Depuis l’avènement de la démocratie au Mali suite aux évènements de mars 1991, le Gouvernement s’est engagé dans un processus de reformes institutionnelles qui a conduit à des mutations profondes de son environnement politique, économique et socioculturel en vue de prendre en charge les exigences des citoyens pour la meilleure gestion possible des affaires publiques. Au plan politique, cela s’est traduit par l’élaboration et la mise en œuvre d’une politique de décentralisation administrative dans le but d’assurer une participation responsable des citoyens.
Pour favoriser le développement du secteur privé, considéré comme moteur du développement, le Mali s’est engagé dans un processus de privatisation et de désengagement progressif de l’Etat de l’activité du secteur productif.

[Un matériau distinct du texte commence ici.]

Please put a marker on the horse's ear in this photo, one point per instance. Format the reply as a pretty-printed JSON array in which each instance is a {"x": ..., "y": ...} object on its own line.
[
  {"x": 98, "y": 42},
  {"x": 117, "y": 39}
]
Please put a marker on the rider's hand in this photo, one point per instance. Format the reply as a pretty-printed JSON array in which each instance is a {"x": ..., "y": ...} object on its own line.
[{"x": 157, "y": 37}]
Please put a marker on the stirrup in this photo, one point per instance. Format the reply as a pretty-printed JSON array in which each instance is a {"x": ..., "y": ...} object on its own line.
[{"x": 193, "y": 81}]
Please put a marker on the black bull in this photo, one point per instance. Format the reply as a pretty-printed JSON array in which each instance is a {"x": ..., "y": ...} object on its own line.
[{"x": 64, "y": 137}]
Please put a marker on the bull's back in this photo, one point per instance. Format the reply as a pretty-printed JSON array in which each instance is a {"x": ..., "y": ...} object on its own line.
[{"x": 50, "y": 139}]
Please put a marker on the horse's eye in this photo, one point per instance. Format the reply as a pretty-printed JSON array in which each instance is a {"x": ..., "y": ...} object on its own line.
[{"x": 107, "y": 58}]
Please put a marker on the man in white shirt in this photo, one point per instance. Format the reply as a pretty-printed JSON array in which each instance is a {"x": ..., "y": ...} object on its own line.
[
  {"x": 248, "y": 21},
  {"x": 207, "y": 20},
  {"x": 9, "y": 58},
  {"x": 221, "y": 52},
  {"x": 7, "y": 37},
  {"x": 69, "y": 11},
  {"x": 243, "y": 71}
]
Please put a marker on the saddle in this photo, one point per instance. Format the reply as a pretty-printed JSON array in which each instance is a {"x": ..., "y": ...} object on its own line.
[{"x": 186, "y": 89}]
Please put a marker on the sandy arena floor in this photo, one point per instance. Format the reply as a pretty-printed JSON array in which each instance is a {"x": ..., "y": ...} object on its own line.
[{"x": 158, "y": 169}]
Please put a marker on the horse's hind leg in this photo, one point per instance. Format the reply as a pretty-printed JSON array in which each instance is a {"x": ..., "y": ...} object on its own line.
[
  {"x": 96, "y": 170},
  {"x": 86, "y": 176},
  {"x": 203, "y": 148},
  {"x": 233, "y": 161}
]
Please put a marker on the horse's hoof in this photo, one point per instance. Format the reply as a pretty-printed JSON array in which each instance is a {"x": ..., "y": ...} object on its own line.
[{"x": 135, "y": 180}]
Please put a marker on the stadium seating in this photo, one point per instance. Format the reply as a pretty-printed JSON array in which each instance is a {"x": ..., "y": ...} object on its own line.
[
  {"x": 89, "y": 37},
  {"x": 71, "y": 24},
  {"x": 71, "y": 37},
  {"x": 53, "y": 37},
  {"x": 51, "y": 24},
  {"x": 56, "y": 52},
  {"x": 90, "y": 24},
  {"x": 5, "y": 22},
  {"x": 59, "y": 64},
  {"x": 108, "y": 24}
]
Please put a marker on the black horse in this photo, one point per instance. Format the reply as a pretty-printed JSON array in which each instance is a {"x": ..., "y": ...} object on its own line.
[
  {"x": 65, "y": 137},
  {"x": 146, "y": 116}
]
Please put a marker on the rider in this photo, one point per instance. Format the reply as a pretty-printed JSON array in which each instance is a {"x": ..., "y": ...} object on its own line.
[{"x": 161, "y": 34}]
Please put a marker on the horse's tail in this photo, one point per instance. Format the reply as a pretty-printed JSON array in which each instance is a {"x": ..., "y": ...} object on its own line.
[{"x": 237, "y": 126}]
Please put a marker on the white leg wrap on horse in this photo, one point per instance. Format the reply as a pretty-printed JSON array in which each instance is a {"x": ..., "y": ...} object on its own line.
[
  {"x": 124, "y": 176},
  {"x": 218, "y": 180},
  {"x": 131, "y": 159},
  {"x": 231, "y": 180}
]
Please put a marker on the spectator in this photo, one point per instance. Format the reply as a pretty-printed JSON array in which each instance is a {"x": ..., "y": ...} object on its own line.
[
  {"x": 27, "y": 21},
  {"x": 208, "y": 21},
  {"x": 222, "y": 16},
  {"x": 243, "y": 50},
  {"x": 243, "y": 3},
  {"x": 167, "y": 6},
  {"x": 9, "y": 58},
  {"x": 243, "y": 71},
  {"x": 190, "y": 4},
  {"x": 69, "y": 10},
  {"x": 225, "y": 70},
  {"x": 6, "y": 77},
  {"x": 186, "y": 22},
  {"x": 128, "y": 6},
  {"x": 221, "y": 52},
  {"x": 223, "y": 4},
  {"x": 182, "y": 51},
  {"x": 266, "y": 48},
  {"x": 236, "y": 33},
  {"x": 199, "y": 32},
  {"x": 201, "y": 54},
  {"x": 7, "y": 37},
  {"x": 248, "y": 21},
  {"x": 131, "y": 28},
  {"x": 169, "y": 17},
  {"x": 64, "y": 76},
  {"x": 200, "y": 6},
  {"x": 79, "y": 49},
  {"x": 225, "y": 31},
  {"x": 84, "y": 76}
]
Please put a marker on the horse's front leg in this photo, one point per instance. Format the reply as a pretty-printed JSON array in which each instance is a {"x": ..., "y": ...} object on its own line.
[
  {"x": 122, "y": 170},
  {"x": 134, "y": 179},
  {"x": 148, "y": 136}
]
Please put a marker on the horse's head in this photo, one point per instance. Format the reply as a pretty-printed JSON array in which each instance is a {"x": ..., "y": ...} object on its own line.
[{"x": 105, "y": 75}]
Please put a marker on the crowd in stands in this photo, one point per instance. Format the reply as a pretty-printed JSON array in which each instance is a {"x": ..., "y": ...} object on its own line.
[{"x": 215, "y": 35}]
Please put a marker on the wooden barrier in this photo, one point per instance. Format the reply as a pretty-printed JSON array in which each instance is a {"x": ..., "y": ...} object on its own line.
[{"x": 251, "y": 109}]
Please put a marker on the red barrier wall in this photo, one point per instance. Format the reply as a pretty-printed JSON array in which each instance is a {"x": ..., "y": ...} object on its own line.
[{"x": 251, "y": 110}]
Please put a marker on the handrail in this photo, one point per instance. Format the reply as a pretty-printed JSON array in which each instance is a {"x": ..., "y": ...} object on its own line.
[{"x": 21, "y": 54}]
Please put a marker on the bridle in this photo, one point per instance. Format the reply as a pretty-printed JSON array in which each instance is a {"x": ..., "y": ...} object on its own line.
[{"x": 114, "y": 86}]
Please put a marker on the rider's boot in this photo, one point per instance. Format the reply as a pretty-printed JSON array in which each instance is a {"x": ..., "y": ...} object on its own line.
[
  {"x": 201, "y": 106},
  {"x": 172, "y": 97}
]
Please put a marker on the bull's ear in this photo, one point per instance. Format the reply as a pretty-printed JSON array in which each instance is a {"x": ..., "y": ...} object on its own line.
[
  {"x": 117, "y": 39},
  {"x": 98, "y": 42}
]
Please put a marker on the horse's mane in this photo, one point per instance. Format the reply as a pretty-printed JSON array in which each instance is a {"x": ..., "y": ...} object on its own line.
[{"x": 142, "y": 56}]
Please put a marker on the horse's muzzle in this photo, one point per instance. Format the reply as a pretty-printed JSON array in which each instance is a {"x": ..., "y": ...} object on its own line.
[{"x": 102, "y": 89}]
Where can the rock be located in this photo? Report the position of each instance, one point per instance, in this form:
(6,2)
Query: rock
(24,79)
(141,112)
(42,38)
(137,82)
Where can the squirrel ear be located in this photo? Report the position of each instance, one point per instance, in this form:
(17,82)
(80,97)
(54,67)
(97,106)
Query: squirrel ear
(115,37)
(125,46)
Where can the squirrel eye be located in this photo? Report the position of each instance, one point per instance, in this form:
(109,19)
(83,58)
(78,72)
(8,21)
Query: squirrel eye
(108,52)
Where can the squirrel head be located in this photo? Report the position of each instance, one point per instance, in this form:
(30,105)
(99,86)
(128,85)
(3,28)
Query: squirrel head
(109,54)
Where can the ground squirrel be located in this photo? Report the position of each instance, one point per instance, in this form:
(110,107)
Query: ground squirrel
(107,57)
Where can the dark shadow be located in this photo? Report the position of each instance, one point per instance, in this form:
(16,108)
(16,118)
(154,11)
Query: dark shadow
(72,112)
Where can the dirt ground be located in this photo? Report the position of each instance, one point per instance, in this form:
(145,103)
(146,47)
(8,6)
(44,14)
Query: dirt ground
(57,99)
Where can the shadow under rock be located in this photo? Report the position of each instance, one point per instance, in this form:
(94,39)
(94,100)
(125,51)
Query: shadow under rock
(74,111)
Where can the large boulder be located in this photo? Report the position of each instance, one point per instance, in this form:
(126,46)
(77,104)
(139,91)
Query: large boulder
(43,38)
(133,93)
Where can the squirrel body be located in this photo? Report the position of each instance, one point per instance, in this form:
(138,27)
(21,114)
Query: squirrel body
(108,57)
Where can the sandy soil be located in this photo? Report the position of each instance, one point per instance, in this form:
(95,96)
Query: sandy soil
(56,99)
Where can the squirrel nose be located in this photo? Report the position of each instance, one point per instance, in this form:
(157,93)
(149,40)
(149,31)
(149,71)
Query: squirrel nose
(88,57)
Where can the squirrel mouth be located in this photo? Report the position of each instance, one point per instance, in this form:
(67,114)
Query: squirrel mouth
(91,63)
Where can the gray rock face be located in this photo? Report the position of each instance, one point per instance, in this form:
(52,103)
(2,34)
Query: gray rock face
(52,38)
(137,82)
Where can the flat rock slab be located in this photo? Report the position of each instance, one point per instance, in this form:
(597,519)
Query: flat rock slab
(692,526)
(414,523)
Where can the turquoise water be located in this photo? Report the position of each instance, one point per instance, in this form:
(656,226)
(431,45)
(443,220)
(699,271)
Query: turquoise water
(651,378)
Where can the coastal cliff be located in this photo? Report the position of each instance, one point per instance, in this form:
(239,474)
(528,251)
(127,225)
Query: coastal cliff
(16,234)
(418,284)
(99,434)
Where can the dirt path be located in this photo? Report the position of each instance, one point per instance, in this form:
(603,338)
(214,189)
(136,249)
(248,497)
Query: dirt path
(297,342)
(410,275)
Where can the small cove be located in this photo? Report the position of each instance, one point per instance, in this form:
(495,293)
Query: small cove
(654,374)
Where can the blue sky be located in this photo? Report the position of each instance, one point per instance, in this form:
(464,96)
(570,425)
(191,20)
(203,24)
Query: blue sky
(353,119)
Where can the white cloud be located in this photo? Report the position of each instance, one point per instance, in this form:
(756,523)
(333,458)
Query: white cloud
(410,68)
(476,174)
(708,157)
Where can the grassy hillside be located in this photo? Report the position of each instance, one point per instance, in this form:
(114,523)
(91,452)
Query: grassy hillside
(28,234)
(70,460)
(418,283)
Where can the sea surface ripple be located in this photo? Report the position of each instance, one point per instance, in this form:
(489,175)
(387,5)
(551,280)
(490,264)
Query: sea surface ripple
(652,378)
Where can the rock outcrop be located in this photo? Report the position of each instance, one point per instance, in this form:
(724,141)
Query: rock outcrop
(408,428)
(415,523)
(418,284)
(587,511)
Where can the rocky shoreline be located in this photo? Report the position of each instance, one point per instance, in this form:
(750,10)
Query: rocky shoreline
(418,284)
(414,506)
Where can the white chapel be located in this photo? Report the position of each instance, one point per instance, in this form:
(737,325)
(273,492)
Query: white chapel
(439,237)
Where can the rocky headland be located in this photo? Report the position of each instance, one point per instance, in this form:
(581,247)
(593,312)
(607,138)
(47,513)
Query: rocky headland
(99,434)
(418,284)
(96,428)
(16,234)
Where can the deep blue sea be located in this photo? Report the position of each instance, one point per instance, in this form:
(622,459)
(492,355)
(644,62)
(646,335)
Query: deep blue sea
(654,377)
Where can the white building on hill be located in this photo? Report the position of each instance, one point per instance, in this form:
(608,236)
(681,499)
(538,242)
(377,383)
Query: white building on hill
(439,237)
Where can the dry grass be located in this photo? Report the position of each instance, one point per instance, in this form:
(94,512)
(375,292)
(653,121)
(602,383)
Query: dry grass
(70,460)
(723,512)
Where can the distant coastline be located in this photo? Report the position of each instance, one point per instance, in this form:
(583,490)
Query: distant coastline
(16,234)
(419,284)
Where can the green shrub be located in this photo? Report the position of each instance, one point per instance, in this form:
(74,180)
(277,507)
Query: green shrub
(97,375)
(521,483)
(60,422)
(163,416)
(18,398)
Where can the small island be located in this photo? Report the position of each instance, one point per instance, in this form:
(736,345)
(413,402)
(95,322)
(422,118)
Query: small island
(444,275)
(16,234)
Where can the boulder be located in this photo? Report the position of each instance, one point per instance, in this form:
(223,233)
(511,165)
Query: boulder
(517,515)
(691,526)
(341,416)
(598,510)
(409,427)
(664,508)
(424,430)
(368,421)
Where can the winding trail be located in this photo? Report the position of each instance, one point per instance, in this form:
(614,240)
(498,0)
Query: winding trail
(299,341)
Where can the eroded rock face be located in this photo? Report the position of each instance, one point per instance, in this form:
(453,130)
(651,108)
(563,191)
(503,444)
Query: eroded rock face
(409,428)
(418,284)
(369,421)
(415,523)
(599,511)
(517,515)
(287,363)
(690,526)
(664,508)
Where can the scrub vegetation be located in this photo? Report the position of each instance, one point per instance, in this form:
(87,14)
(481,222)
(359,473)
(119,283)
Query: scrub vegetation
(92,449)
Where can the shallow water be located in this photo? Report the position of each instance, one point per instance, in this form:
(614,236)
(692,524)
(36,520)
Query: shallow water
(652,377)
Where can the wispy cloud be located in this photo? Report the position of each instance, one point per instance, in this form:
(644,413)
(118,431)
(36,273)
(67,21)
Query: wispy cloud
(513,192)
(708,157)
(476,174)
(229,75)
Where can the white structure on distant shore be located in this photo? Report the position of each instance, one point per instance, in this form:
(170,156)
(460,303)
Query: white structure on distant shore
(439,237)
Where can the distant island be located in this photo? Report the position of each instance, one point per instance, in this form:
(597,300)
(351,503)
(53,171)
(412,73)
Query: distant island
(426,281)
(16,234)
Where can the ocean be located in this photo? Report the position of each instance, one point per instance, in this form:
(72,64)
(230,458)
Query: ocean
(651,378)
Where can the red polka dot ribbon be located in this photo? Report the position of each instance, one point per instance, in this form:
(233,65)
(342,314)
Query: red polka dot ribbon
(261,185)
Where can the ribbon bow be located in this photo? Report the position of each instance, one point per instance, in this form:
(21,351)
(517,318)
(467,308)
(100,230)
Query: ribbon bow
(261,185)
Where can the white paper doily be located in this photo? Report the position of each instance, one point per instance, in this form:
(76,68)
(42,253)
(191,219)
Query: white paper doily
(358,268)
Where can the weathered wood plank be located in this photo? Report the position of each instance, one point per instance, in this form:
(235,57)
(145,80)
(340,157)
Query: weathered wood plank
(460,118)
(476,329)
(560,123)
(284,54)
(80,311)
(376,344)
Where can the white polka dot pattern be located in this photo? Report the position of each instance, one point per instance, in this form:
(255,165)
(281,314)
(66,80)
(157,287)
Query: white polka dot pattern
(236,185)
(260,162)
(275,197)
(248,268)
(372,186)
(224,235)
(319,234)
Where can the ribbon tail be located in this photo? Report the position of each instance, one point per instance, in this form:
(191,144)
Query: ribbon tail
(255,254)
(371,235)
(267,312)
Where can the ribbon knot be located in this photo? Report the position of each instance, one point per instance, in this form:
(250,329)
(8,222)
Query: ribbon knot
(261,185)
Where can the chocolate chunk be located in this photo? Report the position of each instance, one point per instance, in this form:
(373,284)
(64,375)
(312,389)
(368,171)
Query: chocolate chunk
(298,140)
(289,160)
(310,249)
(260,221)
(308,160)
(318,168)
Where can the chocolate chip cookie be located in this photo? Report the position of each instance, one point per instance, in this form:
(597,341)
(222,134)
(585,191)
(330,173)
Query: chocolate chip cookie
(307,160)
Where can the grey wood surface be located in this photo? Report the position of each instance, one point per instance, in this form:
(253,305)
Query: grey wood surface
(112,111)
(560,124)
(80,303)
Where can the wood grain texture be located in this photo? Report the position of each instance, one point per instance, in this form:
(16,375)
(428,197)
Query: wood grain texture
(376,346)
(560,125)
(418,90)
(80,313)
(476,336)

En présidant l’ouverture des travaux, le chef de cabinet du ministre de la Fonction publique, de la Réforme de l’Etat et des Relations avec les institutions, Abdrahamane Touré, a rappelé que toutes ces mutations dont les nouvelles attentes des usagers du secteur public ont des conséquences sur le rôle de l’Etat et ses missions de service public.

C’est pourquoi, le Programme de développement institutionnel (PDI) adopté par le Gouvernement en juillet 2003 accorde, a-t-il dit, une place importante à l’adaptation de l’administration au nouveau contexte. L’évaluation de la loi 94-009 du 22 mars 1994 se situe dans ce cadre.

Après plus de 10 ans d’application, cette loi souffre de certaines insuffisances dans son application correcte : la réduction de son champ d’application, la lourdeur de la procédure de création de certains services et le non-respect de la démarcation entre fonctions politiques et fonctions administratives.

Cependant, il a invité les participants à examiner l’évaluation soumise à leur appréciation dans la mesure où il s’agit, pour le Mali, d’avoir une loi de principe, de référence servant de cadre juridique approprié pour la création, l’organisation, la gestion et le contrôle des services publics.